In 1978, the AP poll voted 11-1 Alabama #1 over 12-1 Southern Cal, who beat the Tide 24-14 in Birmingham. Was this because Alabama played a tougher schedule? Far from it. Southern Cal played a vastly tougher schedule, and in fact they played one of the toughest schedules ever faced by an MNC contender. I go into more detail on the issue in my article on fixing the 1978 AP poll, but the point here is that voters today put much more emphasis on head-to-head results than they apparently did then, and so Alabama benefited from different criteria in 1978. The coaches' poll, by the way, got it right in 1978, tabbing USC #1.

1984

The worst choice for #1 in the history of the AP poll was Brigham Young in 1984, the only "national champion" who did not even play a rated opponent. Voters have had plenty of chances to make the same kind of choice (and much better ones) before and since that time, but no other "little big team" has ever been voted #1, or even gotten into the BCS title game, despite a raft of them performing much better than BYU '84 while still playing actual rated opponents. For example, in 1975 Arizona State, then a WAC team, went 12-0 while beating 2 rated opponents, one in the top 10, but they wound up #2 to 11-1 Oklahoma. And we have seen a number of unbeaten WAC and MWC teams in the 21st century who were better than BYU '84, but again, none have even gotten into the BCS title game.

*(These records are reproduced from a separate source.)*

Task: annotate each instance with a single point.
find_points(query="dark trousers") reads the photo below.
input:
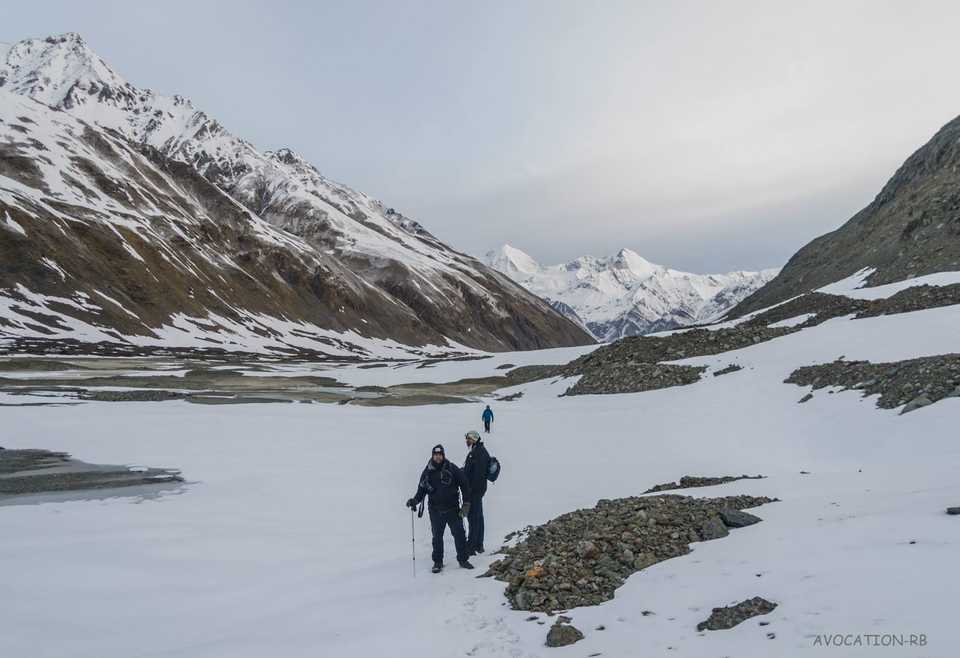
(438, 524)
(475, 519)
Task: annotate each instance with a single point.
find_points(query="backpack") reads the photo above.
(493, 469)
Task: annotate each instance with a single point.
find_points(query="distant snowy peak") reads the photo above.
(325, 254)
(625, 294)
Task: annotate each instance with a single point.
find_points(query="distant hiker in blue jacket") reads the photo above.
(487, 419)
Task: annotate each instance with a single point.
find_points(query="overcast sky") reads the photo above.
(706, 136)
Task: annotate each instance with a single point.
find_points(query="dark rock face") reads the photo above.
(728, 617)
(694, 481)
(633, 364)
(733, 367)
(582, 557)
(40, 471)
(712, 528)
(911, 228)
(175, 229)
(824, 306)
(733, 518)
(915, 383)
(561, 635)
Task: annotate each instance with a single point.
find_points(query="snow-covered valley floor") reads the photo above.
(291, 539)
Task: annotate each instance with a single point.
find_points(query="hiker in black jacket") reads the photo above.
(441, 483)
(475, 468)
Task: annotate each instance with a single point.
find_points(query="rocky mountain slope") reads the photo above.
(626, 295)
(911, 228)
(130, 216)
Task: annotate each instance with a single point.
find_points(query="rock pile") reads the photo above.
(633, 364)
(692, 481)
(825, 307)
(582, 557)
(41, 471)
(733, 367)
(914, 383)
(562, 634)
(723, 618)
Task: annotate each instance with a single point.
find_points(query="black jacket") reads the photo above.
(442, 485)
(475, 467)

BYU '84 appears to have benefited from a wave of sentiment to finally recognize a minor conference team. Once that was done, writers must have felt that they never had to do it again, and they haven't even come close since.

The AP Poll vs. Other Selectors

Until 1968, when it started counting bowls, the AP poll was worse than human MNC selectors listed in the NCAA Records Book that did count bowl games, such as the National Championship Foundation, the College Football Researchers Association, and the Football Writers Association of America (which gives the Grantland Rice Award to its champions). But since 1968, the AP poll has been much better than the NCF and CFRA, both of whom have made some inexplicably bad MNC selections in that time.

The coaches' poll didn't start counting bowls until 1974, but since that time it has been the only human selector listed in the NCAA Records Book that has been better than the AP poll. The coaches made the same bad choice of BYU in 1984 that the AP poll did, but they correctly voted Southern Cal #1 in 1978, unlike the AP poll. In addition, the coaches made the better choice for #1 in 1991, 1997, and 2003 (details in the linked articles). Those differences aren't too big a deal, because in each of those seasons both teams should be considered co-MNC, but the coaches were correct about which team should be ranked #1. Of course, in 2003, the coaches had no choice: they had to vote for the BCS champion.

The AP poll and the coaches' poll are without doubt the most widely-accepted MNC selectors. Since they started counting bowls, those polls may not have always been correct, but they've been the best, certainly better than any math/computer system.